У Кай в семье было не всегда плохо. Когда отец был трезвым, он читал ему книги и покупал машинки и шоколад, хотя делал это не из желания загладить вину. Просто потому, что был отцом и так обращаться с ребенком было принято. Мама же до поры никогда на него руку не поднимала, но и не заступалась. Кажется, в тот день нервы у нее сдали. Кай очень долго думал, что был виноват сам – ему так хотелось собаку. Мама отказывалась брать щенка домой, он упорствовал, уговаривал стандартными фразами о том, что станет сам с ним гулять и ухаживать за ним, что собака будет спать у него. Кай ни за что не хотел уступать и мама, и тогда морально уставшая от несовершенства их семьи, сорвалась – схватила за шкирку взвизгнувшего щенка и швырнула через перила балкона.
Министр с простреленной головой был для этих новых людей тем же, чем тогда для Кая щенок – первым столкновением со смертью. И таким же шокирующем.
– А мы остальных тоже перестреляем?
Он стоит прямо, все еще держа автомат в дрожащих руках, а глаза блестят, как в лихорадке. Мальчишка, лет шестнадцати, у него дергаются губы и изнутри рвется что-то, но не рвота, а смех. Кай смотрит на него и не может провести параллелей между этим мальчиком и тем, что он видел. Этот парень – старое поколение, просочившееся в новое, передавшееся ему по воздуху, через гены или через порыв Кая. А скорее всего именно через последнее, и Кай останавливает сам себя, чтобы не вскинуть автомат на него, на союзника, который повел себя как враг.
– Нет, – хрипло командует Кай, становится более растерянным.
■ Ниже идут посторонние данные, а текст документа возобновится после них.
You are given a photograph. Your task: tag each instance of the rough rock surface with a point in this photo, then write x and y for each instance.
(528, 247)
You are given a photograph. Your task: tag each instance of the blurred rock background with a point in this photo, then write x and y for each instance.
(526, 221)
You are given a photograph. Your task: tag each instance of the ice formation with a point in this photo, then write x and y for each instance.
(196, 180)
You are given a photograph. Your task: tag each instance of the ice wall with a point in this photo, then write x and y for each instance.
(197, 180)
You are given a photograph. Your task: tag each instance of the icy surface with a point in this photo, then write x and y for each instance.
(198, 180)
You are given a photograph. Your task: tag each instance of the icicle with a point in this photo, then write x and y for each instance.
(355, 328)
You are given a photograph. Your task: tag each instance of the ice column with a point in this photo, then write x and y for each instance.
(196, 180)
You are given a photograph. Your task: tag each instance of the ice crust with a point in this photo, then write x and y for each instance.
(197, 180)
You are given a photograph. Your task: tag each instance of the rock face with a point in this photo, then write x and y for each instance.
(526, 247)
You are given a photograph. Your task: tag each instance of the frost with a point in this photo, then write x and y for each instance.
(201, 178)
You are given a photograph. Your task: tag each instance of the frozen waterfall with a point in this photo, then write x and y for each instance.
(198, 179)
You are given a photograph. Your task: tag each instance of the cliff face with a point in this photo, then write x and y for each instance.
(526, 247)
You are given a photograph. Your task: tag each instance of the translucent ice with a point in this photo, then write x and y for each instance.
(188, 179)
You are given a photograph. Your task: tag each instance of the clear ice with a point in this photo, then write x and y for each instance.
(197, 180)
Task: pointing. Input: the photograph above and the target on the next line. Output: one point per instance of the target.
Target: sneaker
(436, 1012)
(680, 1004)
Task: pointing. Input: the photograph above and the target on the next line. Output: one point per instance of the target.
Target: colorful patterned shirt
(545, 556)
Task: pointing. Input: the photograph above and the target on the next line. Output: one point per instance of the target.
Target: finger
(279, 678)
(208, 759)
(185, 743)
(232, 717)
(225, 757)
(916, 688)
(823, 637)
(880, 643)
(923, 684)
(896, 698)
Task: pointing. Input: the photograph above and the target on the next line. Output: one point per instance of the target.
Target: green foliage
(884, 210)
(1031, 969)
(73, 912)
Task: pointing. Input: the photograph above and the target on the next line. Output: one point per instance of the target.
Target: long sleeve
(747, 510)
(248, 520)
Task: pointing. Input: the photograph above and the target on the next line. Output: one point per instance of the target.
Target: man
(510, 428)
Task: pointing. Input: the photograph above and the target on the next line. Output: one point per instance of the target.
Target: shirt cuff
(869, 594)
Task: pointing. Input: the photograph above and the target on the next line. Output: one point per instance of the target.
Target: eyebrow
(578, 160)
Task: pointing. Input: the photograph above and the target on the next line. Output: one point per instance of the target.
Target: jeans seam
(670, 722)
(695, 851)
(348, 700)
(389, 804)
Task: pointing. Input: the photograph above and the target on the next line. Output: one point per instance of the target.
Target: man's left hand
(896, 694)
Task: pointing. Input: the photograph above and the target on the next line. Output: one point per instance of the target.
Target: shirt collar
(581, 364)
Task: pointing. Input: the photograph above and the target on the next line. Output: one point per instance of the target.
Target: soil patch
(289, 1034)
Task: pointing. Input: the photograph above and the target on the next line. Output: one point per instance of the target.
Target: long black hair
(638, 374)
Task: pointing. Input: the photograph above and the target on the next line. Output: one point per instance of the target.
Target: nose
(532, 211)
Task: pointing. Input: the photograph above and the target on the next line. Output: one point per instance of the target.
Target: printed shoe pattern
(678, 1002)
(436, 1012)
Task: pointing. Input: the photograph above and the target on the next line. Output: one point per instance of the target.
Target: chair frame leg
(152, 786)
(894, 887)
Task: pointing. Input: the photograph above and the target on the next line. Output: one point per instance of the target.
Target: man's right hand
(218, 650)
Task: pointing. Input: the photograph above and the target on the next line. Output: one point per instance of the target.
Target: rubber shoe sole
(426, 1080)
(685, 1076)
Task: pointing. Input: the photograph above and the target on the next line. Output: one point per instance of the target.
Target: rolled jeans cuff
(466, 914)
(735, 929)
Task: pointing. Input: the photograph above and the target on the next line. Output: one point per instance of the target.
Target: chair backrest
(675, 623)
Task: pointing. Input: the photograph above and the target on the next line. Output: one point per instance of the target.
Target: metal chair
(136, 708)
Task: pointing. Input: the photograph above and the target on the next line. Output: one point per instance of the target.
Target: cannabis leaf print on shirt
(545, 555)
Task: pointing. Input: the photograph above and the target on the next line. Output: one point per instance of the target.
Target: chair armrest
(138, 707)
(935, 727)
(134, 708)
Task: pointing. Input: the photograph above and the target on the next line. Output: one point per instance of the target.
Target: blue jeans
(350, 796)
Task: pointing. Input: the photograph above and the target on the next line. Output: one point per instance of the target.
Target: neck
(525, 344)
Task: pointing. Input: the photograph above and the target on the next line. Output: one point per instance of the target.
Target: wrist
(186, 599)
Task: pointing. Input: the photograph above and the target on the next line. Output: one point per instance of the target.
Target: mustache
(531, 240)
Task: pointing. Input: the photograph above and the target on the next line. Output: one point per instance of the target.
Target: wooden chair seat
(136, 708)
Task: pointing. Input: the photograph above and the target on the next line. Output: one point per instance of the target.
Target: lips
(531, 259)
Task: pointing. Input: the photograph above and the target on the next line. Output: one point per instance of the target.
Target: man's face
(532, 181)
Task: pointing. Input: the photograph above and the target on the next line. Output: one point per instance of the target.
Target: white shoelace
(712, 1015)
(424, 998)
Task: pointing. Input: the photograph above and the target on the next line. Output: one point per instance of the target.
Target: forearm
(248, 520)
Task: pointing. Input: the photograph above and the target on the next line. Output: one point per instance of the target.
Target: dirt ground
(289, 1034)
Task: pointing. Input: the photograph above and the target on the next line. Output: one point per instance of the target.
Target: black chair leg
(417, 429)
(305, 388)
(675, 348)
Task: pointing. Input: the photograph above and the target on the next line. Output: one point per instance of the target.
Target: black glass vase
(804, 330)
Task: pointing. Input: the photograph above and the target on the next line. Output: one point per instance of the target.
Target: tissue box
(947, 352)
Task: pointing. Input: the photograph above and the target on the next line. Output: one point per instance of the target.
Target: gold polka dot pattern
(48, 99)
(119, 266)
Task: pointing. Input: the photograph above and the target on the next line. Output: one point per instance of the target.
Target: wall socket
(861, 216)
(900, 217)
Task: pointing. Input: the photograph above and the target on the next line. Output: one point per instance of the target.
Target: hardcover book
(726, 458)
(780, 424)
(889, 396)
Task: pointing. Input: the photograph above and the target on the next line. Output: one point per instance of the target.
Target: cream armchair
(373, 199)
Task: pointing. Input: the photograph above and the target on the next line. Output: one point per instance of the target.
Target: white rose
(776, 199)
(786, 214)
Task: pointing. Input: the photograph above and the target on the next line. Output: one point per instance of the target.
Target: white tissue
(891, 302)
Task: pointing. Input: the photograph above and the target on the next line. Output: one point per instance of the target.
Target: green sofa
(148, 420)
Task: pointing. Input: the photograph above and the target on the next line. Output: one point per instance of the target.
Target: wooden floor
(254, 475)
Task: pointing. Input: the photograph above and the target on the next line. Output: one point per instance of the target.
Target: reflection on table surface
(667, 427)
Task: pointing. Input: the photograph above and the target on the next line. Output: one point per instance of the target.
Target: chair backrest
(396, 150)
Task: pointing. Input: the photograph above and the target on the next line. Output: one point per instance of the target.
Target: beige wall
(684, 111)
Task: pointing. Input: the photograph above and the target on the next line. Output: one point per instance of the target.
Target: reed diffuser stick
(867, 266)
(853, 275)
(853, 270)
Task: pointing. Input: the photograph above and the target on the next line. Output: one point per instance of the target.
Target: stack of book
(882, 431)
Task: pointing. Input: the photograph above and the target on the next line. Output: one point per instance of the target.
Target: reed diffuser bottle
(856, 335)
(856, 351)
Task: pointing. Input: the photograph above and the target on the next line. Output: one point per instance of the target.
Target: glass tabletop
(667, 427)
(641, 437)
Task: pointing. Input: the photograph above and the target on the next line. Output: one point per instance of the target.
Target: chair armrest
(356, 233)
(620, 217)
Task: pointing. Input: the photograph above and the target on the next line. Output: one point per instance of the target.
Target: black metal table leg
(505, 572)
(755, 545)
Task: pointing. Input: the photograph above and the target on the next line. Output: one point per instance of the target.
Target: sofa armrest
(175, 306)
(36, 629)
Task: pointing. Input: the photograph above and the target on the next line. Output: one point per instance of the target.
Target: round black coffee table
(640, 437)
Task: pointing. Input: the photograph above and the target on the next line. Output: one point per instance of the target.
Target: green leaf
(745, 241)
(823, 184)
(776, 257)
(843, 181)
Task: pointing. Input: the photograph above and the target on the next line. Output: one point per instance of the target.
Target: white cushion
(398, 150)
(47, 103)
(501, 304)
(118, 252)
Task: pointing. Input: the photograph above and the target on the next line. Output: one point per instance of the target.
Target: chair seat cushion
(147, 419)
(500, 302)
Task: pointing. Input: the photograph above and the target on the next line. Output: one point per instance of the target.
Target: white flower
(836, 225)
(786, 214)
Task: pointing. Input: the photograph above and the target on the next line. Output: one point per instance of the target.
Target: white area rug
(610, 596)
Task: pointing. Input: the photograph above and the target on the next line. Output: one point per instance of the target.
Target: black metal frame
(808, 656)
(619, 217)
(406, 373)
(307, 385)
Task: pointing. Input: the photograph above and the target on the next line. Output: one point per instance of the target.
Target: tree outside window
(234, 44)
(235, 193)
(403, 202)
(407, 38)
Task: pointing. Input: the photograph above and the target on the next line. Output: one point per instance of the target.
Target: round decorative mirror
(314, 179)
Заложники выдыхают каждый по-своему, но все это сливается в какой-то единый вздох облегчения, но Кай ощущает это так, будто в него попытались впихнуть еще несколько грязных воспоминаний этих людей. Но нет, он теперь закрыт в своей ракушке и больше ни о ком ничего знать не желает. Не в эту игру. – Мне нужно остановить его операцию. И Акросс. Он тут, нужно с ним встретиться.
Кай никогда не испытывал к отцу хороших чувств, и это было понятно. Но до того дня маму он правда любил. А ударила она его, всерьез, почти как отец, когда Кай сказал: "Если бы папа умер, мы бы жили счастливо?"
Хаски любуется некоторое время на восходящего по арматуре от лестницы Гранита. Любуется открыто, с издевательской улыбкой, дожидается, когда тот преодолеет один этаж, прежде только после этого делает первый выстрел, но Гранит ныряет в провал с обгоревшими стенами, теперь он всего на пару метров ниже Хаски. Тот выжидательно смотрит вниз, стараясь не пропустить появления Акросса, но его нет, только тень Гранита мелькает ниже.
– Слышал про игру в Царя Горы? – в голосе Хаски все же звучит беспокойство – одно дело, если Акросс ждет, когда ему очистят дорогу, другое, если нашел иной путь наверх. – Так вот, кто царь горы? Хаски Царь Горы.
Гранит не отвечает. Детские игры ему чужды, к заданиям он относится как военный. К тому же, кажется, не один Акросс у них чувствует боль. Вряд ли вообще в его команде есть кто-то нечувствительный. Если только близнецы, но эти скорее отмороженные.